John J. Oppenheimer, MD: And we can really work together by the way, managed care and doctors.
Don A. Bukstein, MD: Yes.
John J. Oppenheimer, MD: I mean you have the data that we need. Number 1, you know how many controller therapies they’re really using. At least filling, how many relievers they’re filling. You also can see the exacerbation rate. If we can work together and identify those patients, it’s going to be cost effective for you to think about biologics in them. But also if they’re not adherent, we’re going to have to figure out new mechanisms to gain their adherence.
Don A. Bukstein, MD: But we need it at the point of service.
John J. Oppenheimer, MD: Yes.
Don A. Bukstein, MD: We can’t have it 3 weeks later in a report of 20 of our patients that may not….
Linda S. Cox, MD, FAAAAI, FACAAI, FACP: Is this helpful?
Don A. Bukstein, MD: You have to work with us, we have to use digital technology in the future. [It is] are going to be built into inhalers, so we can tell if they’re taking the inhaler properly and how many times they took it, where they took it. We need better ways to track those oral steroid bursts. And those things will happen in the digital world.
John J. Oppenheimer, MD: And also, we as physicians have to be partners with you. And that is, sometimes part of being a physician is we want to make people better. And the mistake we’re making is when we see somebody in poor control, if they don’t have the phenotype that’s going to respond to the biologic, we need to feel our pulse and say, “this isn’t going to work for you.”
Don A. Bukstein, MD: Yes.
John J. Oppenheimer, MD: And to put them on an expensive medicine, that we’d make maybe forever, I think we have to really hold off on that.

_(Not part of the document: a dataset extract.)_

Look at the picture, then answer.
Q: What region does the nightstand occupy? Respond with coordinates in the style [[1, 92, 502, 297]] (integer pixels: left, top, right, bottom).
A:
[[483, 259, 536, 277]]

Louis Christos, RPh: You brought up the good word, switching from your traditional products to the biologics. They’re not switching. This is on top of standard of care.
Peter L. Salgo, MD: Is that right?
Louis Christos, RPh: Yes.
Peter L. Salgo, MD: So you’re not going to decrease the LABA, SABAs [short-acting beta agonists].

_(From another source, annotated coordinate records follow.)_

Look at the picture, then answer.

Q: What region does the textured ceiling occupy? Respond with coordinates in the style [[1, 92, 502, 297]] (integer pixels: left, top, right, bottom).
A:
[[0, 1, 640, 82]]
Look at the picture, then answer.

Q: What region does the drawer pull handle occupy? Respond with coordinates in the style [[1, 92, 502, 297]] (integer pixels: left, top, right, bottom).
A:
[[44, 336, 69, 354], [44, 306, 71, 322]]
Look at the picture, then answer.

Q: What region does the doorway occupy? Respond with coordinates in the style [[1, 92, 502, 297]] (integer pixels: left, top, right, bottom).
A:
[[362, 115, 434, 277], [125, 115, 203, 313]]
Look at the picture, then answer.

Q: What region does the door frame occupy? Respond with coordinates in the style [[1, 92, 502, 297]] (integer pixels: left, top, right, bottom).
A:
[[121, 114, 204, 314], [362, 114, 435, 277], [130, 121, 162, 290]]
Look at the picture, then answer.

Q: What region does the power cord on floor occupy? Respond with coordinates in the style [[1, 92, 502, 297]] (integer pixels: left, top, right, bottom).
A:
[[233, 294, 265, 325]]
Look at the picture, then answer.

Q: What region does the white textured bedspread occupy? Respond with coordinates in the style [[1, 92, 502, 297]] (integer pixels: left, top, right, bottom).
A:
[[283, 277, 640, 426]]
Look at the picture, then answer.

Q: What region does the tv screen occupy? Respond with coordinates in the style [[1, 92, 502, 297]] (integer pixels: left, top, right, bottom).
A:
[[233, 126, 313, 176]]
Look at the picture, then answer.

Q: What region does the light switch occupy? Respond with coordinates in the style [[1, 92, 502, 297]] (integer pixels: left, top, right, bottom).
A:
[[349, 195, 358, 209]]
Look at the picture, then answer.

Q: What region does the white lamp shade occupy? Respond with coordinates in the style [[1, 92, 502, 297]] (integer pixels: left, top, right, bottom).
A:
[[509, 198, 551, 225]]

Louis Christos, RPh: No, that is the other rationale for initially trying to manage these therapies. This is not intended to replace.

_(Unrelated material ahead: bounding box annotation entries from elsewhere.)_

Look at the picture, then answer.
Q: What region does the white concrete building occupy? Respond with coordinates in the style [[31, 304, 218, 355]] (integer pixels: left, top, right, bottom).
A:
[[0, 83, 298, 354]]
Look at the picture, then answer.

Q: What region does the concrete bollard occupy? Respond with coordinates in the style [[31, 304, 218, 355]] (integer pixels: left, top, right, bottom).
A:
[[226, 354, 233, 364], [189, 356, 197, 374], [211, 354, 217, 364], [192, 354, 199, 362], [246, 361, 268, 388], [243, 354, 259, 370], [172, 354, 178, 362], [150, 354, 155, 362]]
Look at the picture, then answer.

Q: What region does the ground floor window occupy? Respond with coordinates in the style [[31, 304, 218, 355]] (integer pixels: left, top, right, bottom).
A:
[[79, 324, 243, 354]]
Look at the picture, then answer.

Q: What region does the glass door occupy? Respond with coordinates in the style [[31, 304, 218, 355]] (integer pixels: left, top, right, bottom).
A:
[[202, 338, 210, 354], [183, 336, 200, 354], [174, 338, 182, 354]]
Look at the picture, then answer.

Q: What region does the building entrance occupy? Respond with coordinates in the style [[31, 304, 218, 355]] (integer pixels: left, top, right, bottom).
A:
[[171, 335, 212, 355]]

John J. Oppenheimer, MD: Although some theorize that these would be cheaper. And as we move off to every 2 and maybe every 6 months in the future, this may be the standard of care in the future.
Louis Christos, RPh: Maybe, in the future, but not at that.
Don A. Bukstein, MD: And it may be that there’s a prevent; if you start these, some of these therapies young enough, there may be a preventive aspect. But I think you hit a real important point. Yours is a great point. When we looked at all the patients, we had over 300 that were on omalizumab, was the only biologic, we found they fell into 3 categories, which made sense after we saw it. And 30% of them, oh wow, they didn’t need any of their medication, they threw them all out, they stopped, they felt great.
Thirty percent of them still needed a fair amount of medication but they decreased, there’s no question there. And 30% of them still needed a fair amount of medication to maintain control. So it’s not always, “Oh my God,” because there’s that bell shaped curve.